In its first-ever AI Crucible evaluation, Qwen 3.5 Plus proved it can compete with—and beat—models that cost 10x more. Its strength lies in systems thinking made accessible: the "neural network" metaphor, Liquid Resource Pools, and Pre-Mortem Protocol are not just creative—they're immediately implementable. At $0.40/M input tokens, it's positioned as a serious contender for complex reasoning tasks.
Sonnet 4.6 demonstrated the deepest operational knowledge of any model in this test. Its templates, escalation ladders, and change impact calculators are production-ready artifacts. But its verbosity was a double-edged sword: two of three judges couldn't fully evaluate the response because of length truncation.
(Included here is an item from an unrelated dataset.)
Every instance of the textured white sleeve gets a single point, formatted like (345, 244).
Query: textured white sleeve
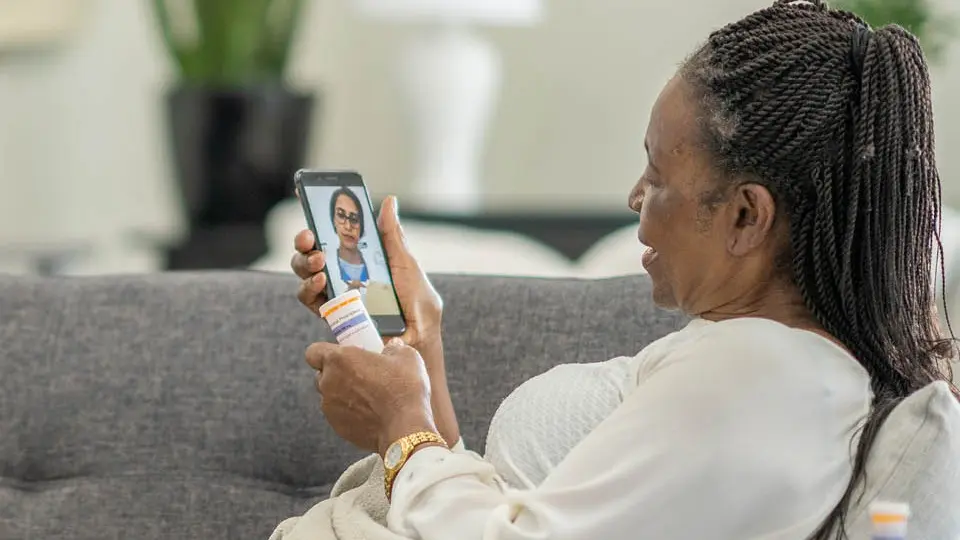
(721, 441)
When judges could see the full response, it scored highest.
Use Sonnet 4.6 when: You need exhaustive, template-level detail and have the budget for premium reasoning.
Kimi K2.5 scored the highest individual creativity rating (9.5/10 from Mistral) and brought genuinely novel concepts like Vector Goals, DAG-based dependency graphs, and Circuit Breaker patterns. At $0.03 total cost, it's the most creative dollar-for-dollar option available.
Use Kimi K2.5 when: You need lateral thinking, unconventional frameworks, and unique perspectives at minimal cost.
This battle demonstrates a broader trend: the cost of frontier-quality reasoning is collapsing. A year ago, outputs of this quality required $10+ per session with the top proprietary models. Today, Qwen 3.5 Plus delivers competitive results for two cents.
The real winner? Teams that leverage Competitive Refinement with a diverse model mix—using each model's strengths to pressure-test the others.